Favori de la présidentielle kényane, l’opposant Raila Amolo Odinga attend son heure. Face à lui, le vice-président William Ruto espère déjouer les pronostics.
« J’accepterai le résultat de l’élection, quel qu’il soit ». En mars dernier, le vice-président du Kenya, William Ruto, montrait que le scrutin présidentiel, qui aura lieu ce mardi 9 août, serait plus qu’incertain. Tout d’abord, parce que le président sortant, Uhuru Kenyatta, n’a pas soutenu comme il aurait initialement dû son numéro 2.
« La personne à qui je remettrai le pouvoir, et vous le connaissez tous, et vous avez mentionné son nom, héritera d’une économie de 13 000 milliards de shillings (soit plus de 110 milliards de dollars, ndlr). Je ne peux pas prendre le risque de passer le relai à quelqu’un qui ne s’occupera pas de cette économie, et je le dis ici sans crainte. Je vais passer la main à cette personne, celle que vous connaissez tous », expliquait Kenyatta lors d’une interview.

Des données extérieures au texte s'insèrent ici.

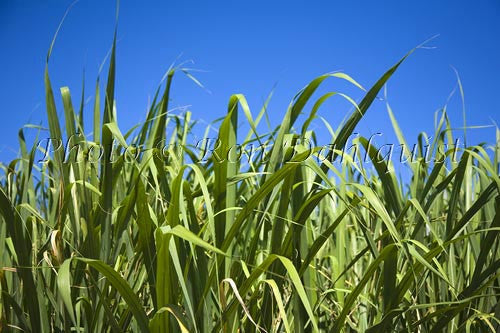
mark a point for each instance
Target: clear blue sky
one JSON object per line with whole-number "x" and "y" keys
{"x": 248, "y": 47}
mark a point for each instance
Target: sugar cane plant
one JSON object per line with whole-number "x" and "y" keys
{"x": 95, "y": 239}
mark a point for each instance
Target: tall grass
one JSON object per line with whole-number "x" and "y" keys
{"x": 283, "y": 243}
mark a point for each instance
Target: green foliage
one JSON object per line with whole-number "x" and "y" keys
{"x": 287, "y": 242}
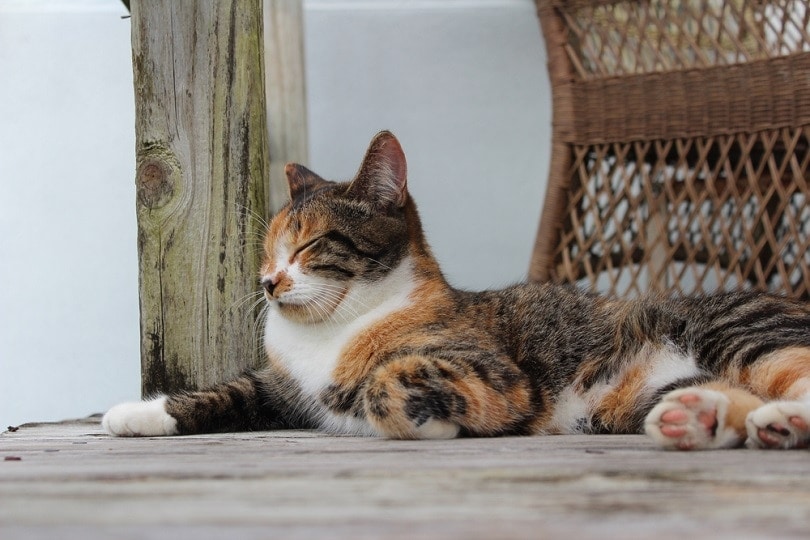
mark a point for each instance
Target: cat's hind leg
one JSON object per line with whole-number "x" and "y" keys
{"x": 702, "y": 417}
{"x": 779, "y": 424}
{"x": 140, "y": 419}
{"x": 784, "y": 423}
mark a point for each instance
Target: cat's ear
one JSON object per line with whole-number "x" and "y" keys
{"x": 382, "y": 178}
{"x": 301, "y": 180}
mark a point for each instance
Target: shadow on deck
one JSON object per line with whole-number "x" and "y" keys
{"x": 70, "y": 480}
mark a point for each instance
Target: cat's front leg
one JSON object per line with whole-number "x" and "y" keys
{"x": 416, "y": 397}
{"x": 140, "y": 419}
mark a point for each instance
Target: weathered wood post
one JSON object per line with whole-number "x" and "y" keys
{"x": 202, "y": 170}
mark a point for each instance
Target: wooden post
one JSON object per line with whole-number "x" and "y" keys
{"x": 202, "y": 169}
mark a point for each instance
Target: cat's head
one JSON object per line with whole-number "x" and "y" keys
{"x": 333, "y": 237}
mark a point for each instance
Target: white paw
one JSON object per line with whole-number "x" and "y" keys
{"x": 779, "y": 424}
{"x": 691, "y": 419}
{"x": 140, "y": 419}
{"x": 437, "y": 429}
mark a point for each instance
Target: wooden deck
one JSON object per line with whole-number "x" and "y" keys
{"x": 71, "y": 481}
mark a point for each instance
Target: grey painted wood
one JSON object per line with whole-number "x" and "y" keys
{"x": 72, "y": 481}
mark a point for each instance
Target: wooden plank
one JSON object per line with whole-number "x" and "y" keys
{"x": 73, "y": 481}
{"x": 286, "y": 92}
{"x": 202, "y": 168}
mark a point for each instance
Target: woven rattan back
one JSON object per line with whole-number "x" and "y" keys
{"x": 680, "y": 142}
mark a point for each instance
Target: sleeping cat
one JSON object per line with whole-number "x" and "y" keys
{"x": 364, "y": 336}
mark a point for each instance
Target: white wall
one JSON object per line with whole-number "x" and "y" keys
{"x": 461, "y": 82}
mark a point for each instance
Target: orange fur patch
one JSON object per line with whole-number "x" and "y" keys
{"x": 618, "y": 406}
{"x": 783, "y": 374}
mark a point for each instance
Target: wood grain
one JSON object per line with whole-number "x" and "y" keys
{"x": 202, "y": 168}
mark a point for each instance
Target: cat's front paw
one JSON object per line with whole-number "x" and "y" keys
{"x": 692, "y": 419}
{"x": 140, "y": 419}
{"x": 779, "y": 424}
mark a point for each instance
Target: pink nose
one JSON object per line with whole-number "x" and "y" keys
{"x": 269, "y": 282}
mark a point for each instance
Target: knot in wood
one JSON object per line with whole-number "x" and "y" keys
{"x": 154, "y": 185}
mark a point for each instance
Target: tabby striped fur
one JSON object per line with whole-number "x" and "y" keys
{"x": 364, "y": 336}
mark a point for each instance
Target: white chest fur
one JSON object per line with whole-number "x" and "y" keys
{"x": 311, "y": 352}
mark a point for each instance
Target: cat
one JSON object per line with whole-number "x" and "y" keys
{"x": 364, "y": 336}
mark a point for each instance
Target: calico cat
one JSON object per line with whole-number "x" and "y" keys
{"x": 364, "y": 336}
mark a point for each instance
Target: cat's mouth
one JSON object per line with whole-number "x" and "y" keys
{"x": 311, "y": 309}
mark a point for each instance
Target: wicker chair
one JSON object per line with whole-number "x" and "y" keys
{"x": 680, "y": 146}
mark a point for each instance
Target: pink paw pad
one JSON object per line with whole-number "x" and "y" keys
{"x": 781, "y": 424}
{"x": 688, "y": 419}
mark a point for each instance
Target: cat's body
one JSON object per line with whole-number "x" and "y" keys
{"x": 364, "y": 336}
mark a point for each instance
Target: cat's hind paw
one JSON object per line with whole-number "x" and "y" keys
{"x": 779, "y": 424}
{"x": 691, "y": 419}
{"x": 140, "y": 419}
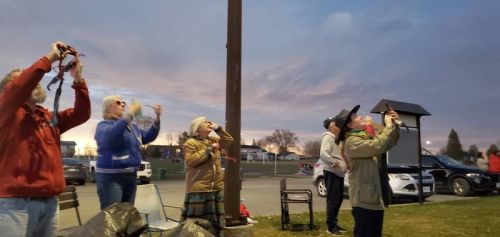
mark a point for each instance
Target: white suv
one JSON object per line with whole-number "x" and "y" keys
{"x": 143, "y": 174}
{"x": 402, "y": 179}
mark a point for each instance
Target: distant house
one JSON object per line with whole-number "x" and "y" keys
{"x": 172, "y": 152}
{"x": 68, "y": 149}
{"x": 253, "y": 152}
{"x": 293, "y": 156}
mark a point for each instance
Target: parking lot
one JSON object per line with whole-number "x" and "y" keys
{"x": 261, "y": 197}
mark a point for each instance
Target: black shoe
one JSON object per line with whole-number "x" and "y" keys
{"x": 334, "y": 231}
{"x": 340, "y": 229}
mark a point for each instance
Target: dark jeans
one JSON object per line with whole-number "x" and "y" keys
{"x": 367, "y": 223}
{"x": 113, "y": 188}
{"x": 334, "y": 197}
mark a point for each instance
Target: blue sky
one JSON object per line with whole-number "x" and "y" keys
{"x": 302, "y": 60}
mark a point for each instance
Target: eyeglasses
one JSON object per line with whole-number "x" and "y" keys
{"x": 119, "y": 102}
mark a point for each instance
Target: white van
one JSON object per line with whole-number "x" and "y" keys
{"x": 143, "y": 174}
{"x": 403, "y": 181}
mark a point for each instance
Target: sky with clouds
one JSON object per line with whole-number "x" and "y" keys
{"x": 302, "y": 61}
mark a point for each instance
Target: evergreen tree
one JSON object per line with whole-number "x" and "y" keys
{"x": 473, "y": 150}
{"x": 492, "y": 148}
{"x": 454, "y": 147}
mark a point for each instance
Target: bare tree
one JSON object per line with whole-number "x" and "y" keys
{"x": 311, "y": 148}
{"x": 283, "y": 139}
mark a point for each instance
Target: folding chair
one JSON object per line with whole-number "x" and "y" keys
{"x": 294, "y": 196}
{"x": 149, "y": 203}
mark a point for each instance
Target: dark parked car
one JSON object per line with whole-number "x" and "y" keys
{"x": 74, "y": 171}
{"x": 452, "y": 176}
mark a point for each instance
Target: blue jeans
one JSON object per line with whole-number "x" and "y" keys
{"x": 114, "y": 188}
{"x": 28, "y": 216}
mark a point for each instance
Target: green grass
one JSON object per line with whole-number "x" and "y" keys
{"x": 174, "y": 170}
{"x": 476, "y": 217}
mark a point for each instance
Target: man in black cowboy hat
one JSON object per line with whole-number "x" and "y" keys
{"x": 334, "y": 170}
{"x": 362, "y": 151}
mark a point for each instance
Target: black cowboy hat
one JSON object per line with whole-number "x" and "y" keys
{"x": 326, "y": 123}
{"x": 342, "y": 119}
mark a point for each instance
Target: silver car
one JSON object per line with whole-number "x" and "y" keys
{"x": 402, "y": 179}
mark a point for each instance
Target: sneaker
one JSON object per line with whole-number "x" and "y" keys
{"x": 334, "y": 231}
{"x": 340, "y": 229}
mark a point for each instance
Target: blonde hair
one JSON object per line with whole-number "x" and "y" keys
{"x": 8, "y": 78}
{"x": 195, "y": 124}
{"x": 106, "y": 104}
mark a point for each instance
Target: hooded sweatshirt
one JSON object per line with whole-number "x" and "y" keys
{"x": 330, "y": 155}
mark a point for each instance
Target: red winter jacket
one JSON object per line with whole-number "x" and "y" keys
{"x": 494, "y": 161}
{"x": 30, "y": 154}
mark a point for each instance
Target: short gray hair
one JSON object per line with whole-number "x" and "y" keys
{"x": 195, "y": 124}
{"x": 106, "y": 104}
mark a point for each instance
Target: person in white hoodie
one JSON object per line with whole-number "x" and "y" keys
{"x": 334, "y": 169}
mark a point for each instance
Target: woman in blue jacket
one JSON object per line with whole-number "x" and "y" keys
{"x": 119, "y": 142}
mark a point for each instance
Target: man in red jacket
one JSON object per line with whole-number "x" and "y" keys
{"x": 31, "y": 167}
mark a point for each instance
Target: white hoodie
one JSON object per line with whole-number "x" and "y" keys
{"x": 330, "y": 155}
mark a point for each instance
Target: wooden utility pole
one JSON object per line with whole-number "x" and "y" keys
{"x": 232, "y": 181}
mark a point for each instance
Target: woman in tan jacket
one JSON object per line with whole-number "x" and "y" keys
{"x": 204, "y": 176}
{"x": 363, "y": 151}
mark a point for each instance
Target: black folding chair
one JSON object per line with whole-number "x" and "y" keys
{"x": 294, "y": 196}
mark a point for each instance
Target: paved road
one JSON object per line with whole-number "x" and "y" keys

De quoi annoncer un scrutin passionnant. William Ruto, ancien allié du dictateur Daniel arap Moi, est à la tête d’une coalition hybride, qui balaie autant à droite qu’à gauche. Face à lui, Raila Amolo Odinga bénéficie donc du soutien du chef de l’Etat actuel. Et si l’élection va passionner les médias, pas sûr qu’il en soit de même chez les votants : seuls 12 % des jeunes Kenyans ayant atteint l’âge de voter entre 2017 et 2022 se sont enregistrés sur les listes électorales.
Raila Odinga reste cependant un vrai phénomène : après trois échecs lors des trois dernières présidentielles kenyanes — en 2007, 2013 et 2017 —, ce serait un événement de le voir prendre les rênes du pays grâce à l’alliance de la carpe et du lapin. L’histoire serait belle : depuis son passage dans les prisons de Daniel Arap Moi jusqu’à la présidence, il y a un gap. D’autant que « RAO » a longtemps contesté la victoire du président sortant, qui le soutient aujourd’hui.
Un second tour possible ?
Mais Kenyatta a relancé, en toute connaissance de cause, son opposant qui était au bord de l’asphyxie. Le tout sur fond de guerre avec son vice-président William Ruto. Ce dernier devait être le successeur légitime de Kenyatta, mais la brouille a eu raison de l’alliance entre les deux hommes. Ruto reproche aujourd’hui à Kenyatta de ne pas avoir su correctement diriger le Kenya. Il vise les populations les plus modestes et n’hésite pas à pratiquer le populisme pour sortir du lot.
Si beaucoup d’argent a été dépensé lors de cette campagne, cela n’a pas élevé le niveau des débats. « RAO » et Ruto ont enchaîné les accusations de corruption. Ils ont évité de se croiser et de trop devoir parler de politique au sens noble du terme. Le premier a même refusé de débattre à la télévision face au second.
Les observateurs sont désormais concentrés sur le vote : du côté de Nyanza, Odinga devrait faire carton plein. Du côté du Rift, Ruto peut compter sur sa base électorale. Les autres régions sont plus incertaines, et l’abstention devrait brouiller un peu plus les estimations.
Autre inconnue : l’après-élection. Des violences post-électorales sont craintes par les observateurs, qui se demandent si le perdant acceptera le verdict des urnes. Enfin, si d’autres candidats sortent leur épingle du jeu, il faudra alors un second tour.